Convert WebVTT to a Transcript using Python

emfcamp HowTo python subtitles YouTube · 3 comments · 750 words · Viewed ~4,903 times.

I want to convert YouTube's auto-generated subtitles into a plain transcript. Why is this so hard?

This blog post gives a more detailed explanation than my answer to this StackOverflow question.

Here's what the subtitles look like when you view a video:

And here's what the code which generates those subtitles looks like:

00:00:00.930 --> 00:00:03.080 align:start position:0%



and<00:00:01.230><c> now</c><00:00:01.439><c> can</c><00:00:01.709><c> we</c><00:00:01.800><c> have</c><c.colorCCCCCC><00:00:01.920><c> a</c></c><c.colorE5E5E5><00:00:01.979><c> round</c><00:00:02.370><c> of</c><00:00:02.460><c> applause</c></c>



00:00:03.080 --> 00:00:03.090 align:start position:0%

and now can we have<c.colorCCCCCC> a</c><c.colorE5E5E5> round of applause

 </c>



00:00:03.090 --> 00:00:04.849 align:start position:0%

and now can we have<c.colorCCCCCC> a</c><c.colorE5E5E5> round of applause

for</c><c.colorCCCCCC><00:00:03.120><c> Terrence</c><00:00:03.629><c> Edwards</c><00:00:03.899><c> and</c><00:00:04.170><c> his</c></c><c.colorE5E5E5><00:00:04.200><c> talk</c><00:00:04.529><c> the</c></c>



00:00:04.849 --> 00:00:04.859 align:start position:0%

for<c.colorCCCCCC> Terrence Edwards and his</c><c.colorE5E5E5> talk the

 </c>

WTF? You're looking at WebVTT - Web Video Text Tracks Format - this allows words to be displayed as they're said. Each sentence and word is given a time-code and a position, colours are also possible to identify multiple speakers. It's great for subtitles, but it is lousy if all you want to do is read a transcript.

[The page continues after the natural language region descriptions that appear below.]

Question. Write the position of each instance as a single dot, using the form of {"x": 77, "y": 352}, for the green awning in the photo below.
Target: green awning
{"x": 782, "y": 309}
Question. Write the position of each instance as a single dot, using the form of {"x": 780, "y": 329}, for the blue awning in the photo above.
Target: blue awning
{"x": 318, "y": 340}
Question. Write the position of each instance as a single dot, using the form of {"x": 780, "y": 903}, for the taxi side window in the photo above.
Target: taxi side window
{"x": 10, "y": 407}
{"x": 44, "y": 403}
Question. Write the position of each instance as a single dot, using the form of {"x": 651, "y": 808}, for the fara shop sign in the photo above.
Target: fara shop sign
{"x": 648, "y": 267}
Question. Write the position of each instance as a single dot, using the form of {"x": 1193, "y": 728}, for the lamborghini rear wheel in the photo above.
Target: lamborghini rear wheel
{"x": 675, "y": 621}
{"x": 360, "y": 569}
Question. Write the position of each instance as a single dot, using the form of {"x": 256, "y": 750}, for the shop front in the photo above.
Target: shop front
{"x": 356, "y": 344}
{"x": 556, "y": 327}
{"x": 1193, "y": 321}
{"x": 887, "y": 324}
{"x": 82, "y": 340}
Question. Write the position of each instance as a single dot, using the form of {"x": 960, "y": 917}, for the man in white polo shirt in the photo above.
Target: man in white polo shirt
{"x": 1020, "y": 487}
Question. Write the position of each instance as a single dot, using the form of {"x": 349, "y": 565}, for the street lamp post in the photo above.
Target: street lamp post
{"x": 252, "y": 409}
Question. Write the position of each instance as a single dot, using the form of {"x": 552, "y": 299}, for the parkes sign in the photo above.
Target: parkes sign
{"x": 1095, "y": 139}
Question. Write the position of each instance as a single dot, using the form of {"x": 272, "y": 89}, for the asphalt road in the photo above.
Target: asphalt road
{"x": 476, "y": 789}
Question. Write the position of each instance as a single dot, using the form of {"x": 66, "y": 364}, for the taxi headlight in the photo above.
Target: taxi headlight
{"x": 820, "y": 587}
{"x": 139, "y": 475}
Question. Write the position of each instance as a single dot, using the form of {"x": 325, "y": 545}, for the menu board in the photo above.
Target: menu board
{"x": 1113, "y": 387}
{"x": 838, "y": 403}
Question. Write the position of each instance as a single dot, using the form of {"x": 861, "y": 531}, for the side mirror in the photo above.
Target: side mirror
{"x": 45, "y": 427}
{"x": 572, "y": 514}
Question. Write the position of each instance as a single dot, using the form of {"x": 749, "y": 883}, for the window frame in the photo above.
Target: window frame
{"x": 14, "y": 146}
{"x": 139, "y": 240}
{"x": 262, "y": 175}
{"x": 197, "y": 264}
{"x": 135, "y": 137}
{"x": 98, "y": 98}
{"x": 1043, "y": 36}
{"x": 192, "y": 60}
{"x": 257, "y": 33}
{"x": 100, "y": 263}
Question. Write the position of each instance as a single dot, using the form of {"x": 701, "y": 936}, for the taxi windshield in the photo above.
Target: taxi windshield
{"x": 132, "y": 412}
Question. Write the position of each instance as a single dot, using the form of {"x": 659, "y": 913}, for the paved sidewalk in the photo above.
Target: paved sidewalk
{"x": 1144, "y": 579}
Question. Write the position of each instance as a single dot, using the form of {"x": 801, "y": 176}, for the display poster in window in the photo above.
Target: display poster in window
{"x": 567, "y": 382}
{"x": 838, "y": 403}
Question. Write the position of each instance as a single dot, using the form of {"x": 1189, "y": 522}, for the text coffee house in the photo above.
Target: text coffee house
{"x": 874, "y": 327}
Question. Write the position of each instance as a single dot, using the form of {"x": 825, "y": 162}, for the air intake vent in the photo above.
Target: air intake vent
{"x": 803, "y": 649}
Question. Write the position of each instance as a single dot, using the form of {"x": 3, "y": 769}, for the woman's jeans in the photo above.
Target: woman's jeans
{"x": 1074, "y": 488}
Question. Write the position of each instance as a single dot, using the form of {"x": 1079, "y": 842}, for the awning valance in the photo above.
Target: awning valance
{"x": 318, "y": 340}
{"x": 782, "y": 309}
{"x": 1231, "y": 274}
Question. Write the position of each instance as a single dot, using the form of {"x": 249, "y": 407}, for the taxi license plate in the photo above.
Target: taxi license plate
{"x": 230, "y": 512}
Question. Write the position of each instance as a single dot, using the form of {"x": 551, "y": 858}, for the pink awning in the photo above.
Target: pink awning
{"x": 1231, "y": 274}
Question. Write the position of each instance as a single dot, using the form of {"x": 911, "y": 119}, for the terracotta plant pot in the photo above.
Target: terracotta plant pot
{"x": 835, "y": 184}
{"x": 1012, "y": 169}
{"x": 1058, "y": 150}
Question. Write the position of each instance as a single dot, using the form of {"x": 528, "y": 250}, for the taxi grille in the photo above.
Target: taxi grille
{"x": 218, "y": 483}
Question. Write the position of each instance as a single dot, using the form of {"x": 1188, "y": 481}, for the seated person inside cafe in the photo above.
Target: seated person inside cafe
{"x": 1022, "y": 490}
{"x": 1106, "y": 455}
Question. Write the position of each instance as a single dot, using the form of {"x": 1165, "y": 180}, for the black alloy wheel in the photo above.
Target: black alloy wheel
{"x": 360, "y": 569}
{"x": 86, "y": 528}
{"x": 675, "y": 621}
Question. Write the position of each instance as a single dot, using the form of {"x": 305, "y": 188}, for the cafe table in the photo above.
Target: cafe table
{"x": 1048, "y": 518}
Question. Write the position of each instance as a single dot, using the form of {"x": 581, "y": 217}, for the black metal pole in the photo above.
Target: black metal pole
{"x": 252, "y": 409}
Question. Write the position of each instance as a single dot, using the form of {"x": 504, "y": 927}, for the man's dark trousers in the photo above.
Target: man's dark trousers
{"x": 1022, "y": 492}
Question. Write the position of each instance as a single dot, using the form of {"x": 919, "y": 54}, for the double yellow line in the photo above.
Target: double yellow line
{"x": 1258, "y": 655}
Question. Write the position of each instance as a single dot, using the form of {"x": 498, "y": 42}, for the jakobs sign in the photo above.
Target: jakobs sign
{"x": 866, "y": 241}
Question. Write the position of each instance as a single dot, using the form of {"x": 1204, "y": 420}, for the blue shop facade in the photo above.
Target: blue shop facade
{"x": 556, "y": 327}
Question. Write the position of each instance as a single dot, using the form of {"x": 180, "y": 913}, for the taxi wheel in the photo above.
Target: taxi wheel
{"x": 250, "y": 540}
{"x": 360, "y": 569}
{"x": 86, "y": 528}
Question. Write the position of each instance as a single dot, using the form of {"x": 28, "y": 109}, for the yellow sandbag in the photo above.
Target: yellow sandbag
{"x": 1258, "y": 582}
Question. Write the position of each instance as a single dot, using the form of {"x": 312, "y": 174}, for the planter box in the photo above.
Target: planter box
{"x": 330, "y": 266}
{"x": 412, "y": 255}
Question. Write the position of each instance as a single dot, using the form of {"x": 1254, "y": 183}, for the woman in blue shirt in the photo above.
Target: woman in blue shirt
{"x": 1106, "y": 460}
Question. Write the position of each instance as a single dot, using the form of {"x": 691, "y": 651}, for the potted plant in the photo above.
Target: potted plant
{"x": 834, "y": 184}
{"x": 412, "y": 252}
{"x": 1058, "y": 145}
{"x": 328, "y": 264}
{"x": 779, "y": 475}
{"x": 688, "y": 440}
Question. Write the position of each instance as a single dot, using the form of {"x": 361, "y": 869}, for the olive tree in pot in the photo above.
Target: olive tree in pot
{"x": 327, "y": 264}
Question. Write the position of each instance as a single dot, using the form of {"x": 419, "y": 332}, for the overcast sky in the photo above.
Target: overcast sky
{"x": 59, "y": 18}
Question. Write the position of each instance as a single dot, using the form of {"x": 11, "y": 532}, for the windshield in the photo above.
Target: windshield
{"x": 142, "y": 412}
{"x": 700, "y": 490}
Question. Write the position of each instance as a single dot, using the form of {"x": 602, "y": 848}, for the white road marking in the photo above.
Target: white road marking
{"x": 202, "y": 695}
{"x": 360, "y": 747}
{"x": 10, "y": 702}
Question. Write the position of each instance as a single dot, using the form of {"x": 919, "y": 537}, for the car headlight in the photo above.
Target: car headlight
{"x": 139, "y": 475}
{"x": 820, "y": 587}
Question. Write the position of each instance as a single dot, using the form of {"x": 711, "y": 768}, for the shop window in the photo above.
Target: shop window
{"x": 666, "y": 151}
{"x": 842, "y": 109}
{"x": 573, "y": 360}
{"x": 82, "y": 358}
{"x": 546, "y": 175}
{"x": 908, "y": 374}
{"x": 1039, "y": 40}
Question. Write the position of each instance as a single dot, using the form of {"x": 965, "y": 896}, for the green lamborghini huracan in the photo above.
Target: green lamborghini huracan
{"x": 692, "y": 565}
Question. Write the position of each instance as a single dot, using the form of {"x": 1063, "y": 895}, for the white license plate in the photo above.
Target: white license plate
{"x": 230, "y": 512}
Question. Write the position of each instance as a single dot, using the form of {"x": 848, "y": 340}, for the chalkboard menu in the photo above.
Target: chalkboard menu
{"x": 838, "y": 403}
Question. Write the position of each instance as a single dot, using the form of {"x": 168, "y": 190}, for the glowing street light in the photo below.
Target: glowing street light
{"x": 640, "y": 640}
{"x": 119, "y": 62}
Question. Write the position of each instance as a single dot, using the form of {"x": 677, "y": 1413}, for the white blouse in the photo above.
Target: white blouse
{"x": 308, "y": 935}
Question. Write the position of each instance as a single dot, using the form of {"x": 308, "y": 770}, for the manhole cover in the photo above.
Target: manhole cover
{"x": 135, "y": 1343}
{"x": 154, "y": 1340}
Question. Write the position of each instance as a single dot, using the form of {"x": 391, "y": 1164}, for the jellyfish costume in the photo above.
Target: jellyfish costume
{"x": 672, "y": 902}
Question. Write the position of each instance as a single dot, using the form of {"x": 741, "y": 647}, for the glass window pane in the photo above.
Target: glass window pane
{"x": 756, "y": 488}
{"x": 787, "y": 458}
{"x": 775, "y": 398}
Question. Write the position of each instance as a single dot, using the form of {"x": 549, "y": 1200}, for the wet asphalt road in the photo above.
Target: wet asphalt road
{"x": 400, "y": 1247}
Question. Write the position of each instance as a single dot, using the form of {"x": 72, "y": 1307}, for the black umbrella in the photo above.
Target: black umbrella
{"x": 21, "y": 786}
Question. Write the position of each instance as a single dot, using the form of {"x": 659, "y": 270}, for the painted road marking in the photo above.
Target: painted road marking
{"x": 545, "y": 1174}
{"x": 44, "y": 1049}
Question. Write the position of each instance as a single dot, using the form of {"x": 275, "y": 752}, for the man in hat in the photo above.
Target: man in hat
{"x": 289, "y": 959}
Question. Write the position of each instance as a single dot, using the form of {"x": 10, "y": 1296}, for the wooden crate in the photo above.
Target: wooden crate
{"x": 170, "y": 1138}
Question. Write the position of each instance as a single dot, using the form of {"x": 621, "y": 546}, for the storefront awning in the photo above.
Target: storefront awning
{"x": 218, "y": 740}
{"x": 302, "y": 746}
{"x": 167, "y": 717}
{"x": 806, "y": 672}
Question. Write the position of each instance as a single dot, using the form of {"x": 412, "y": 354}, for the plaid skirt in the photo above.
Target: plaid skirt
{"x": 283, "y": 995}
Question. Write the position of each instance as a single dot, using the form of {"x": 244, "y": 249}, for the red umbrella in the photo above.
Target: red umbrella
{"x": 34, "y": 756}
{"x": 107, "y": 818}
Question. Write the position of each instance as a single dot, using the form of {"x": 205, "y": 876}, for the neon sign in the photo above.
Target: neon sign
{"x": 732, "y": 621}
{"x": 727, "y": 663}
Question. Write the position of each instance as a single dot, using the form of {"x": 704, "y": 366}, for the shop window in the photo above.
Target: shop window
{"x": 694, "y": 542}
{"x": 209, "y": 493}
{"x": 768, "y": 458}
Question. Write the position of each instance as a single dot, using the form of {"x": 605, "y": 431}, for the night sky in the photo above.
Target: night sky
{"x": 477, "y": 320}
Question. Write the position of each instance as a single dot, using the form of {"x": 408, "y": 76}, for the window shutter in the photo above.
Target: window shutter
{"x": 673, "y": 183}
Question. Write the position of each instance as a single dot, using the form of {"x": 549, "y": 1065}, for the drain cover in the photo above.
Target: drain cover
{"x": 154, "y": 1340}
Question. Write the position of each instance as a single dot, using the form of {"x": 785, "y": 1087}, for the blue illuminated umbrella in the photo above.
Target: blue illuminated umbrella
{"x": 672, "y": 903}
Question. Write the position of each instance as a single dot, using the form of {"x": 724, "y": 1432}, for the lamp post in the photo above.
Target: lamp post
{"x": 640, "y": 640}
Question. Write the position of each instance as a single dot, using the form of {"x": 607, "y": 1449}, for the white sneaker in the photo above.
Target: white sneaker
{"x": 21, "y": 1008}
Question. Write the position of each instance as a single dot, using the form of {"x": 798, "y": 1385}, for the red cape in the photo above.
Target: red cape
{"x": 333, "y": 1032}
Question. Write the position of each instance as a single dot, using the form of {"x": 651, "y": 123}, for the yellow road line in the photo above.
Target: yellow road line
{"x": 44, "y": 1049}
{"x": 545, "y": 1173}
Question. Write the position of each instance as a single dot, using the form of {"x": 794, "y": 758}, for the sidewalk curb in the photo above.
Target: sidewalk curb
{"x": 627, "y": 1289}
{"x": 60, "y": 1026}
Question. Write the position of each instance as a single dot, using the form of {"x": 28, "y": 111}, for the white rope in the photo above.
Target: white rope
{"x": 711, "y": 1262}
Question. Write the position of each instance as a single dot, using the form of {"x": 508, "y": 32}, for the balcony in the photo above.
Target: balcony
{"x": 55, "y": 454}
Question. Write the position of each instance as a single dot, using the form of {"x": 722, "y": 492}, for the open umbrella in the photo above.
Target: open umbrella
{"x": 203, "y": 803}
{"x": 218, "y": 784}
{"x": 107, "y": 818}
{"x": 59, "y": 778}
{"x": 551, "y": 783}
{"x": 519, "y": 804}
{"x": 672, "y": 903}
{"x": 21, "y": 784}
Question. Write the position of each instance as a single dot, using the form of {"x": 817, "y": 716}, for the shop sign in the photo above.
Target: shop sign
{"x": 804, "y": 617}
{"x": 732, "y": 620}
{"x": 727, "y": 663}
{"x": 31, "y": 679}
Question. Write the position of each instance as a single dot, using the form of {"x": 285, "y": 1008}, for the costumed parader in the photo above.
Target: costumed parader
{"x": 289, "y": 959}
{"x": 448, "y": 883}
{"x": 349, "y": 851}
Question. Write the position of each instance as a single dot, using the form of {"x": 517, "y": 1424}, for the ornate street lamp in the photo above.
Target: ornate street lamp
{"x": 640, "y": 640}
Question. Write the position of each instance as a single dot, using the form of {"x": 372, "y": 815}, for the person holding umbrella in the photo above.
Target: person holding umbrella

So, how do we convert the above to something like:

and now can we have a round of applause for Terrence Edwards and his talk the connected house of horrors

Python - the quick and dirty way

Using the open source WebVTT-PY Python library, we can directly get the raw text of each line of the subtitles

 Python 3import webvtt

vtt = webvtt.read('subtitles-en.vtt')



vtt[0].text

' \nand now can we have a round of applause'

vtt[1].text

'and now can we have a round of applause\n '

vtt[2].text

'and now can we have a round of applause\nfor Terrence Edwards and his talk the'

vtt[3].text

'for Terrence Edwards and his talk the\n '

vtt[4].text

'for Terrence Edwards and his talk the\nconnected house of horrors good'

vtt[5].text

'connected house of horrors good\n '

vtt[6].text

'connected house of horrors good\nafternoon'

Manually looking through the text, we can see that the 2nd element has the first complete sentence, then the 6th. Starting at 2, we can increment by 4 and grab elements 6, 10, 14, etc to build up a transcript. Does that work?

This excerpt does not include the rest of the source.